Journey To Japan

The iconic film poster from the 1988 release of Katsuhiro Otomo and Izo Hashimoto’s “Akira”.

My deep interest in Japan became the backbone for my course of study in college–International Relations and Asian studies with a concentration on Japan. I learned Japanese and researched the country in areas like culture, economics, politics, spirituality, media, philosophy, and literature.  Despite a deep commitment to learning about Japan, I never had the opportunity to visit. This inability to connect physically to a place I had put so much of my life into learning about made Japan, over time, feel conceptual, foreign, and fake. Eventually, I lost some of my interest. However persistent things like unconscious bowing, removing shoes in my home, the need to eat Japanese food and speak the language whenever possible kept my interest in Japan at a noticeable, albeit weak simmer.

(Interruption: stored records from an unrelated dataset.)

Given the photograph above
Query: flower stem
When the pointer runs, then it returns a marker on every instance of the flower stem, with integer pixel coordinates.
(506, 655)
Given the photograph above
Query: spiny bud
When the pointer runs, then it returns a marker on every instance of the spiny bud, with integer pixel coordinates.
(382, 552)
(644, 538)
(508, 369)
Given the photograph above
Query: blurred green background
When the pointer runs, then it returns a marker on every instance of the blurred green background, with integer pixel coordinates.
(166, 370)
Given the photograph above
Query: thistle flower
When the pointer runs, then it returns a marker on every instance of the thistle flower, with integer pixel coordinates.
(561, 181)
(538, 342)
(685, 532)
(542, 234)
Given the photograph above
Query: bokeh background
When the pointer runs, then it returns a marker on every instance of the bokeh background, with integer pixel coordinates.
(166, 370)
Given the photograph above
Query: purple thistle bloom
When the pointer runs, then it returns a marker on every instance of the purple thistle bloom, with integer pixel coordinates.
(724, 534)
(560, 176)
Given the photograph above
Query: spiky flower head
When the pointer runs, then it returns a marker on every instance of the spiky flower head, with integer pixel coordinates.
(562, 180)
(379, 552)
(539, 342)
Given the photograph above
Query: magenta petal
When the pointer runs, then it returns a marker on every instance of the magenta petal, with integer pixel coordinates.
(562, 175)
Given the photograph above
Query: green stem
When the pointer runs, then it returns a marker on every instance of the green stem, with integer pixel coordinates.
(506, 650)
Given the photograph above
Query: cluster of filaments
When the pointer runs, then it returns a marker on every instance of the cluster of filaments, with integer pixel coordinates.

Anyone who knows me knows that I’m notoriously adverse to social media, though the nature of my business forces me to engage with it in much the same way a child is forced to eat vegetables. The difference with social media, of course, is that these “vegetables” tend to be snarky memes, cat videos, food porn, kvetch statuses, and the exercise of deleting that girl with the sketch profile trying to sell you discount “Ray Ban” sunshades. So it was surprising when, through the noise of Facebook, I found a post from old acquaintance, Mike Turner of the New Orleans Japan Society, being interviewed on local news appealing to young professionals to apply to go on a cultural exchange trip to Japan through a program called the TOMODACHI Initiative. “Finally”, I thought, “this is my chance to go to Japan”.